O cantor e produtor americano Jonathan Wilson percebeu, na sequência do fabuloso disco “Rare Birds”, de 2018, que levara o seu som panorâmico de inspiração retro à sua máxima expressão. Desdobrou então o poeirento mapa da América e traçou azimutes em direcção a Nashville, capital da música country. A ideia era fazer um disco de regresso às raízes – o músico cresceu imerso em música country e bluegrass, na Carolina do Norte.
Lá chegado, fechou-se num estúdio com um punhado de músicos históricos do country, e saiu ao fim de seis dias com o novo “Dixie Blur” (Bella Union, 2020). O vertiginoso processo de gravação foi bem diferente do de “Rare Birds”, construído pacientemente e peça a peça ao longo de meses.
O que ressalta deste novo trabalho é, de facto, a inflexão no registo. Wilson lança amarras na música country, esquecendo as constantes mudanças de direcção que fizeram de “Rare Birds” um objecto surpreendente. Outra diferença está na gravação ao vivo com banda, em contraponto com o trabalho solitário e laborioso do disco anterior.
“Dixie Blur” é menos original do que o álbum que o precede, menos imprevisível, soando inicialmente como mais formulaico. Ao fim de algumas audições, no entanto, destacam-se as mudanças de velocidade e apontamentos sonoros que abrem clareiras de beleza no meio dos arranjos. Depressa vamos do blues sonhador e atmosférico para o country tipo banda sonora de feira de gado do Alabama, e vice-versa – veja-se, por exemplo,” Riding The Blinds” ou “So Alive”.
A produção, desta feita a cargo de Pat Sansone, dos Wilco, tem mão segura em todas estas variações de atmosfera, revelando por vezes verdadeiras pérolas – como por exemplo o trecho final de “Platform”, com instrumentos de sopro.
Wilson dispõe de um grande talento para a melodia, e continua um compositor excelente, capaz de emocionar. Prova disso são temas como a belíssima “69 Corvette”: o músico recorda a infância e os pais com uma voz serena que lembra a de Mark Knopfler. É uma canção comovente, ainda mais se for vista em conjunto com o vídeo, que inclui velhos filmes caseiros de Wilson. Percebe-se que este é um conjunto de canções muito pessoais, com um tom autobiográfico, onde o músico consegue um registo perfeitamente alinhado entre o bom gosto e a comoção.

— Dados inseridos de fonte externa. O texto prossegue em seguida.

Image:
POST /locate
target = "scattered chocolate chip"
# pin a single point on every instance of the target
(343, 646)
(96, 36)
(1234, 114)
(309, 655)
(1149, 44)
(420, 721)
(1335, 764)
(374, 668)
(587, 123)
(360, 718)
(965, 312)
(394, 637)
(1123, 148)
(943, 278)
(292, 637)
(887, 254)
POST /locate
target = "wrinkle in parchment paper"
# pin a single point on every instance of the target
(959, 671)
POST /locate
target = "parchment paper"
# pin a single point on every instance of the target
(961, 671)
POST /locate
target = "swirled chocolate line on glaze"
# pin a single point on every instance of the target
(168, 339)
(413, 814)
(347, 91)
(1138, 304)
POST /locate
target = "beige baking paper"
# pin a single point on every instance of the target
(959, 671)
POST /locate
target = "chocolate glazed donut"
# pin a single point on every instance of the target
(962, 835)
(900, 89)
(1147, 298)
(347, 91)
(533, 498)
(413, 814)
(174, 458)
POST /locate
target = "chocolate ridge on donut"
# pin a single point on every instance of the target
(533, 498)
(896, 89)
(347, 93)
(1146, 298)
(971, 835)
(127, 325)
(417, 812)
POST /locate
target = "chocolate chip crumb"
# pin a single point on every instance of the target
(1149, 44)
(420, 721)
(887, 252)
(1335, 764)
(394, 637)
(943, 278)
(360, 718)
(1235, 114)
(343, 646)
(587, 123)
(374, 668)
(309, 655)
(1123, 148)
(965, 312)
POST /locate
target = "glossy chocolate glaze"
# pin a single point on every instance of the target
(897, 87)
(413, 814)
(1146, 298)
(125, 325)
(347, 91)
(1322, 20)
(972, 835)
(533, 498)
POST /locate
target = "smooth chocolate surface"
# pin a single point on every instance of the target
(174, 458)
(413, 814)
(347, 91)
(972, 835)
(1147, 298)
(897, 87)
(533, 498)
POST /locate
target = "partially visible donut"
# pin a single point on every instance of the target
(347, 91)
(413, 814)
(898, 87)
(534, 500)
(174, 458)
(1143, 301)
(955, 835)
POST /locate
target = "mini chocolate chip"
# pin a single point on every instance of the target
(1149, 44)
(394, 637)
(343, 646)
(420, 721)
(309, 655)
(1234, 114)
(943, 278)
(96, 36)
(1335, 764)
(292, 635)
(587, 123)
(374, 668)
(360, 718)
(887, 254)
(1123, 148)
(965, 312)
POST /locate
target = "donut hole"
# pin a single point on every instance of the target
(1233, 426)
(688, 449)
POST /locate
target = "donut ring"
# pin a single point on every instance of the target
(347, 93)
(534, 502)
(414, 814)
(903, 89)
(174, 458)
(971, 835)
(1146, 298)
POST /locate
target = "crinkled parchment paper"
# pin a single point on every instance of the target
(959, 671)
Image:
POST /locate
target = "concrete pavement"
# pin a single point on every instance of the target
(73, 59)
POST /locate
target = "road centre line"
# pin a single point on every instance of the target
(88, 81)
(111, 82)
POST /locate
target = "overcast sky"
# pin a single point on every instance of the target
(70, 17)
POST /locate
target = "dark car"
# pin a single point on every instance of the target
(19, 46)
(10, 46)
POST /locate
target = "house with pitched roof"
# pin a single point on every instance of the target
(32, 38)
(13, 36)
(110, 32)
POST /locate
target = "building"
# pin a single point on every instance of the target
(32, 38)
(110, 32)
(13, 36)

Em alguns temas entra-se intencionalmente no terreno da coboiada: o violino de Mark O’Connor e a pedal steel guitar de Russ Pahl ganham protagonismo em canções que misturam o psicadelismo cósmico de Wilson com texturas tex-mex, resultando num som coeso. “Oh Girl” é um bicho diferente: poderia ser uma música de Elton John. O piano está bem à frente na mistura, e a voz de Wilson cada vez mais apurada.
“Acho que nunca estive tão terra-a-terra e emocional, tanto musical como liricamente”, declarou Wilson à Rolling Stone acerca deste disco. Não podemos deixar de concordar. “Dixie Blur” reduz a escala grandiosa de “Rare Birds”, mas não reduz de forma alguma o talento de Jonathan Wilson. Este novo som assenta-lhe como uma luva.